# Model Railroaders



## DJGurkins (Sep 28, 2014)

Are there any Model Railroaders in this forum? I am just getting into it for the model building and something to do with my Grand daughter. I just bought a cheap DCC starter set and will begin a 4x8 layout real soon.


----------



## Raymond Walters (Oct 1, 2014)

I too enjoy railroading period - modeling and the real thing. I do hope you enjoy your new hobby.


----------



## Tim Caldwell (Oct 12, 2014)

Hello Brother, It's a slippery slope this model railway thing. Before you know it you'll have a loft full of layout.


----------



## okielabrat (Jul 30, 2018)

I also am a model railroader, and like chasing down the real thing to shoot pictures and videos.


----------



## Benjamin Baxter (Aug 4, 2018)

I will follow this. I want to do this with my son when he is a little older.

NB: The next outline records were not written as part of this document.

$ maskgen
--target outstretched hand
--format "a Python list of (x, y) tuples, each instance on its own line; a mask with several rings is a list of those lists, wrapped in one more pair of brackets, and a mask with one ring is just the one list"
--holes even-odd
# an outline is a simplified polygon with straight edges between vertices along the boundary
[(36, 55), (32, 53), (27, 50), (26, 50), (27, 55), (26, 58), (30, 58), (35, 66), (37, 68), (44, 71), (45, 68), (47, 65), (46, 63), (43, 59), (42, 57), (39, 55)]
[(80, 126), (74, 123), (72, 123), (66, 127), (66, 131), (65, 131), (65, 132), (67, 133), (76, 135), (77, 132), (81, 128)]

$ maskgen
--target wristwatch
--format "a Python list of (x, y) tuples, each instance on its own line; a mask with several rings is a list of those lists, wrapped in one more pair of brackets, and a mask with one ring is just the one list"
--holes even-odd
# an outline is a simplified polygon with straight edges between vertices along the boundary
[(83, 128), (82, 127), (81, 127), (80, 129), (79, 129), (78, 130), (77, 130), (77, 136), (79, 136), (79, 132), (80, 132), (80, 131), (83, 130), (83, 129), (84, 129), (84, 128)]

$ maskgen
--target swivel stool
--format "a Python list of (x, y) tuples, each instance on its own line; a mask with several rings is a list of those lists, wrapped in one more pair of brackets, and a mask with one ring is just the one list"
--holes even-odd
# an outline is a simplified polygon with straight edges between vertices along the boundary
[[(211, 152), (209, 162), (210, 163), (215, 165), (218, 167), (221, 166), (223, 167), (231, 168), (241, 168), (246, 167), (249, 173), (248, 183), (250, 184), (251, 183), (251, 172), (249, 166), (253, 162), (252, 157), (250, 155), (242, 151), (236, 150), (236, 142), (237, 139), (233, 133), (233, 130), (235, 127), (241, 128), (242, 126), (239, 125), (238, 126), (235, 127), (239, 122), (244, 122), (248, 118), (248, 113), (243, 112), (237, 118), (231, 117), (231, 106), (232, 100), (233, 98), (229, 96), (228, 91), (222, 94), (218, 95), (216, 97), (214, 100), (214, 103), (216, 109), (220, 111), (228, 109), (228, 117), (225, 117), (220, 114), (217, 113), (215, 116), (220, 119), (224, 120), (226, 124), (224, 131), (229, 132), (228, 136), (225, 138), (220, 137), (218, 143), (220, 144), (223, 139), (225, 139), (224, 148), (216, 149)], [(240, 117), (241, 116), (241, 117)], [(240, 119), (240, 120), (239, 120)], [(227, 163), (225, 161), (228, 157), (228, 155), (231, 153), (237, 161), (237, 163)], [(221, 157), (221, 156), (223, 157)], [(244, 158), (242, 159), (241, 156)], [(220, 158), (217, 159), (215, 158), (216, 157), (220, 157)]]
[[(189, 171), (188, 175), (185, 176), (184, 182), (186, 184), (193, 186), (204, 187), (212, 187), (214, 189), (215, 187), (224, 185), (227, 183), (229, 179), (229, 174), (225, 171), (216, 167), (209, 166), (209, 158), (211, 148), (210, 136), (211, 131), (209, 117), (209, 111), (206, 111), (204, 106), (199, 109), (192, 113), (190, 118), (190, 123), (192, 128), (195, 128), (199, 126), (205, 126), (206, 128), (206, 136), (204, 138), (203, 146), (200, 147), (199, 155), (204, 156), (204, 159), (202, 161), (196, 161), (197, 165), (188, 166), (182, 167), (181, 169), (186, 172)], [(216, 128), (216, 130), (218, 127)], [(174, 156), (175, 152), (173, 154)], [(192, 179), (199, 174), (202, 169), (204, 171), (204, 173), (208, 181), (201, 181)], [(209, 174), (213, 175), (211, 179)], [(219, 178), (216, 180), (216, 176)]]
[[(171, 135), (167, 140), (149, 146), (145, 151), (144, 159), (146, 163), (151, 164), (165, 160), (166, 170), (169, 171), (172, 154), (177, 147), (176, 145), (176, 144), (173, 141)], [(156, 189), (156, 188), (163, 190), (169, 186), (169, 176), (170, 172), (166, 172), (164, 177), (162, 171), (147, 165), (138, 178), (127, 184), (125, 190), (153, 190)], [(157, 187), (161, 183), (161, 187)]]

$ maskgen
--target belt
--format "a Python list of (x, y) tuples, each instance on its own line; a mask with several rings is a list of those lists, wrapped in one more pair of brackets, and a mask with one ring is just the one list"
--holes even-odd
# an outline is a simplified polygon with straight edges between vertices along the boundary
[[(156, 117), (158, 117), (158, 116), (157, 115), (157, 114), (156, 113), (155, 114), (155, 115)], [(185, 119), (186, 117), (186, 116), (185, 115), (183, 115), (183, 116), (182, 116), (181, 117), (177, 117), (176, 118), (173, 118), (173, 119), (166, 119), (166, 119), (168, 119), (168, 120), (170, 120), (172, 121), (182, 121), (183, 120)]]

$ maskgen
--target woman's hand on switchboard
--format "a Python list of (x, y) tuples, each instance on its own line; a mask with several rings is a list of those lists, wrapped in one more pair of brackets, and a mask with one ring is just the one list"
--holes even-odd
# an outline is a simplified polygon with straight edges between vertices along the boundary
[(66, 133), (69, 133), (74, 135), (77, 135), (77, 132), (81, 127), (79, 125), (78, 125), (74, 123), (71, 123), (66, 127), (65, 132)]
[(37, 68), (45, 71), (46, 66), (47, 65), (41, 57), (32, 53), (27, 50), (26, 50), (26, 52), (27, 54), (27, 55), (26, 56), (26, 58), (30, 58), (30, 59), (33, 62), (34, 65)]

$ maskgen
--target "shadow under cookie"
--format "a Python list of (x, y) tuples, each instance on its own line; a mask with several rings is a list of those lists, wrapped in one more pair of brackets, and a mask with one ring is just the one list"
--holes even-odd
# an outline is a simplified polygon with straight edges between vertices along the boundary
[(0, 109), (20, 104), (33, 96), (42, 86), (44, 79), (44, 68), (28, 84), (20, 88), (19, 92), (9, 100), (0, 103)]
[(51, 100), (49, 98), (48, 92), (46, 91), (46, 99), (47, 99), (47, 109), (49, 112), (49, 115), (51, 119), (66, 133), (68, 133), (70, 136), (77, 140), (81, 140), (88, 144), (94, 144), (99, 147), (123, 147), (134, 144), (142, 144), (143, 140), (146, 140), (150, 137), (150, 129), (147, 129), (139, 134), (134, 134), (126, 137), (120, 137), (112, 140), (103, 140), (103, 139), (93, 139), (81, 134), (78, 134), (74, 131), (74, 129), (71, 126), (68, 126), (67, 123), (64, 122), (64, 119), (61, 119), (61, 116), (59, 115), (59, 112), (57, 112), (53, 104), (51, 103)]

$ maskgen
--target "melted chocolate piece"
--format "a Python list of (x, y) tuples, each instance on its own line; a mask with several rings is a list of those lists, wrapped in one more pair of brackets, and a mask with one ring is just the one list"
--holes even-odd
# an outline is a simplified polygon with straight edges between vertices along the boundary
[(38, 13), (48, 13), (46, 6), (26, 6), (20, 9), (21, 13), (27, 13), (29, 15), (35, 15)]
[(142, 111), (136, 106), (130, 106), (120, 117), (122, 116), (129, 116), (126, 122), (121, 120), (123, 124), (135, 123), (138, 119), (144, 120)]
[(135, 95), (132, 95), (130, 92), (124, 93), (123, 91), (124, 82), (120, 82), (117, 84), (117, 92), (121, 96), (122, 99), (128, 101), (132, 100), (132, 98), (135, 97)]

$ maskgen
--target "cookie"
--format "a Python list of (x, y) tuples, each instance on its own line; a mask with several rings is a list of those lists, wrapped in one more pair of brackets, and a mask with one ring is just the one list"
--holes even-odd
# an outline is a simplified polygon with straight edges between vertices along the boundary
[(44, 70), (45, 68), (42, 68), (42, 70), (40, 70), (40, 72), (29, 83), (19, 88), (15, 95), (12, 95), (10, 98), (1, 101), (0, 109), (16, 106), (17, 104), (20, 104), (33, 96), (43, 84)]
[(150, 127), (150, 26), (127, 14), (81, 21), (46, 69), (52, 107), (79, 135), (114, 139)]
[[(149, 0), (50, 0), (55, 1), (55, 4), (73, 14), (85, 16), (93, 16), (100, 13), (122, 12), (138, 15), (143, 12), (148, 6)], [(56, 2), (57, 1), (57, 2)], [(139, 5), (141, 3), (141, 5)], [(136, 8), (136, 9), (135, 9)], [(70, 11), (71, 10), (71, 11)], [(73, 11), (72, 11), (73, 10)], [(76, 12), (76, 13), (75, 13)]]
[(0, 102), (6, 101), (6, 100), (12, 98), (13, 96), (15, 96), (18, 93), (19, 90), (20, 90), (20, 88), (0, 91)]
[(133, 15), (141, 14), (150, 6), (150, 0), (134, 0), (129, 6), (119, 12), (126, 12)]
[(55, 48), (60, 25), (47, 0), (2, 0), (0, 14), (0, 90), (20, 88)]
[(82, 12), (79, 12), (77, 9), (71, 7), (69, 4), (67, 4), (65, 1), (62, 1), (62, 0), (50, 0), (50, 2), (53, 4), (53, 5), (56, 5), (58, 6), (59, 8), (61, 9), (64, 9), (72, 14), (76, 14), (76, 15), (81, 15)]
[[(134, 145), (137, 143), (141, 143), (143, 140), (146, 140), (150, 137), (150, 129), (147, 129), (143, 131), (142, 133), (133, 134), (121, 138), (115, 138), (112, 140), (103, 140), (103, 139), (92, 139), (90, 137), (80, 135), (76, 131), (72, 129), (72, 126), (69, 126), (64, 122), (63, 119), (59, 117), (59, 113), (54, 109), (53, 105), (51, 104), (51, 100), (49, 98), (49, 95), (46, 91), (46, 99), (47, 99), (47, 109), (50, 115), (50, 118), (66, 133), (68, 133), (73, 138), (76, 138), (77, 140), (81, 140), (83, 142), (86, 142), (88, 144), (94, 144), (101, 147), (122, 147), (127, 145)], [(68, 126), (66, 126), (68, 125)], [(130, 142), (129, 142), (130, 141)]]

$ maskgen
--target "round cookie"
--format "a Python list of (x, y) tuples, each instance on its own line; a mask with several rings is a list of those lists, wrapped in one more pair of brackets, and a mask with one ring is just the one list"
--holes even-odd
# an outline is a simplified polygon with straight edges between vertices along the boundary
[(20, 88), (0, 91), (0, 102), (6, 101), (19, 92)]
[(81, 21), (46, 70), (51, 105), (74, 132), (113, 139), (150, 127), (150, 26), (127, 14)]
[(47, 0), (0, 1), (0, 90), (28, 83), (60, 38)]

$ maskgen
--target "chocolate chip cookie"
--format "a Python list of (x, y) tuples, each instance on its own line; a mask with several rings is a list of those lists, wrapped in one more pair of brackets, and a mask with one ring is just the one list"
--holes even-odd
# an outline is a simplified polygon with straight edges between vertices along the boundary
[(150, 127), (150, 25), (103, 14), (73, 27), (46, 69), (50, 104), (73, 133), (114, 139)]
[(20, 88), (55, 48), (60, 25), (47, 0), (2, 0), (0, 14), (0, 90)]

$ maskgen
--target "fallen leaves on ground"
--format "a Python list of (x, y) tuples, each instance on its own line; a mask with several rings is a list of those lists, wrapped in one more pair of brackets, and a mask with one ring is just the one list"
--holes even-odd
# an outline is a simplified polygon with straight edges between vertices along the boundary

Sent from my iPhone using My Freemasonry Mobile


----------



## darsehole (Aug 4, 2018)

We were at Supertrains this year, which is Canada’s largest model railroad event. 

You would be AMAZED at the amount of brothers that model railroad. 


Sent from my iPhone using My Freemasonry mobile app


----------



## Benjamin Baxter (Aug 5, 2018)

What is easiest scale to get ahold of? Ho?


Sent from my iPhone using My Freemasonry Mobile


----------



## okielabrat (Aug 6, 2018)

HO scale has the most equipment available, from track to locomotives to rolling stock, buildings, etc. N scale is second-most. 

I see you're in Texas, and since I don't know how far you are from the Dallas-Ft. Worth Metroplex, I would suggest a visit to the fall train show over in Plano. I don't have the information with me right now, but I could find it & shoot it to you if you like.


----------